The Society for Personality and Social Psychology (SPSP) kindly posted data on the diversity of their membership online. The raw data is provided in tabular form, with mutually-exclusive counts of members who fall into each cell created by crossing three factors: career stage, sex/gender, and race/ethnicity. Although analyses like χ2 can be used to examine these data, there are more options if the data is expanded out into a form where members are represented each on a row. Using R, this is an easy task to accomplish. After the data was restructured, I was curious to extract some descriptives! Download the restructured data and syntax.
First for some basic pie charts of career stage (Figure 1), ethnicity (Figure 2), and gender (Figure 3).

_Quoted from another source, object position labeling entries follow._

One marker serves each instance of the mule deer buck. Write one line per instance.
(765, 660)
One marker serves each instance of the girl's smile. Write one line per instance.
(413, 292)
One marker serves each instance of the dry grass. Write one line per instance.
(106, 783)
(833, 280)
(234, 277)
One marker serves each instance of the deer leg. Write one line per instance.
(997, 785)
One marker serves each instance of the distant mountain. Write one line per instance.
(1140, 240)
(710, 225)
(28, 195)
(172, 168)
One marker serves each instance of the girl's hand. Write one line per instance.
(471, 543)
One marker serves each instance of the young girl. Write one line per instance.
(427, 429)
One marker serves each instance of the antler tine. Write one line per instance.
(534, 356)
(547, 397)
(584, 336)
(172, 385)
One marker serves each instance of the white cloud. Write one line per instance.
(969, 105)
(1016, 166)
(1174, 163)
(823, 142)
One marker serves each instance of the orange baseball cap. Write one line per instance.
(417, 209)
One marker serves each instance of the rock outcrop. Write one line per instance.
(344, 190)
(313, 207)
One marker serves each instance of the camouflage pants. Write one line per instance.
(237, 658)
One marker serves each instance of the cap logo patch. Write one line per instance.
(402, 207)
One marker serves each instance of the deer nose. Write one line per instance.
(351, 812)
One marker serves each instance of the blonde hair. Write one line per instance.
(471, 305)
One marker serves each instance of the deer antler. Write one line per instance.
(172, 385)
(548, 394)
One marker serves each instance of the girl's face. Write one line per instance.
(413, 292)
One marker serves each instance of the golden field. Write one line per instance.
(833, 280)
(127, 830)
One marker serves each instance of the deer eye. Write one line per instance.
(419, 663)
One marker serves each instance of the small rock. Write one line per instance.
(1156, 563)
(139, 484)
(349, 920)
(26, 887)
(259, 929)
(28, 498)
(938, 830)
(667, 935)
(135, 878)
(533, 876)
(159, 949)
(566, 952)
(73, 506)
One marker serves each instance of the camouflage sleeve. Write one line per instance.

So, among this population, what are the odds of being from a member of any given racial or ethnic group? Is this different across career stages or by sex*? I decided the best way to test this question would be to calculate odds ratios of the likelihood of being from a particular ethnic group, overall and based on career stage and gender. As you can see in the R script I used for the analyses, I calculated odds ratios by regressing membership in a given ethnic group on an intercept-only model in a logistic regression. The intercept in these models serves as the log odds, which can then be converted into an odds ratio. To estimate odds by a given group, dummy variables were included in the logistic regression models that were coded such that the reference category was the target group and again the intercept was used as the estimated log odds for the reference category. Finally, the moderation by career stage and sex was tested with a likelihood ratio test comparing the models that included those predictors versus not. The following table summarizes these results:
All S/P Psychologists | Undergraduates | Graduate Students | Early Career | Full Member | Retired | Career Stage | Men | Women | Sex | |
---|---|---|---|---|---|---|---|---|---|---|
Asian | 0.13 | 0.12 | 0.179 | 0.133 | 0.099 | 0.008 | χ2 = 65.17, p = 0 | 0.152 | 0.148 | χ2 = 0.08, p = 0.774 |
Black | 0.028 | 0.049 | 0.032 | 0.03 | 0.022 | 0.008 | χ2 = 11.8, p = 0.019 | 0.027 | 0.042 | χ2 = 5.72, p = 0.017 |
Latino | 0.027 | 0.068 | 0.03 | 0.015 | 0.022 | 0 | χ2 = 28.4, p = 0 | 0.03 | 0.037 | χ2 = 1.4, p = 0.237 |
Middle Eastern | 0.004 | 0.005 | 0.006 | 0.008 | 0.002 | 0 | χ2 = 9.36, p = 0.053 | 0.003 | 0.008 | χ2 = 5.08, p = 0.024 |
Native American | 0.006 | 0.005 | 0.009 | 0.008 | 0.004 | 0.008 | χ2 = 6.58, p = 0.16 | 0.005 | 0.012 | χ2 = 5.69, p = 0.017 |
White | 1.299 | 0.981 | 1.031 | 1.276 | 1.634 | 2.263 | χ2 = 77.12, p = 0 | 2.074 | 1.966 | χ2 = 0.61, p = 0.436 |
Other | 0.298 | 0.358 | 0.313 | 0.285 | 0.28 | 0.292 | χ2 = 5.32, p = 0.256 | 0.109 | 0.089 | χ2 = 3.36, p = 0.067 |
Any Ethnic Minority | 0.77 | 1.02 | 0.97 | 0.784 | 0.612 | 0.442 | χ2 = 77.12, p = 0 | 0.482 | 0.509 | χ2 = 0.61, p = 0.436 |
* I decided to only calculate odds ratios by sex (i.e., men and women) instead of the full gender information we were given, only because transgender members are so rare that the odds ratios of any given ethnicity are extremely small.
Below is the restructured data, the original tabular data in Excel, and the R Script that converted the table to a case-wise dataset.
The case-wise dataset has three variables, stage representing career stage, gender representing the sex or gender of the member, and ethnicity representing the ethnicity of the member. All categorical levels are represented with semantically meaningful strings.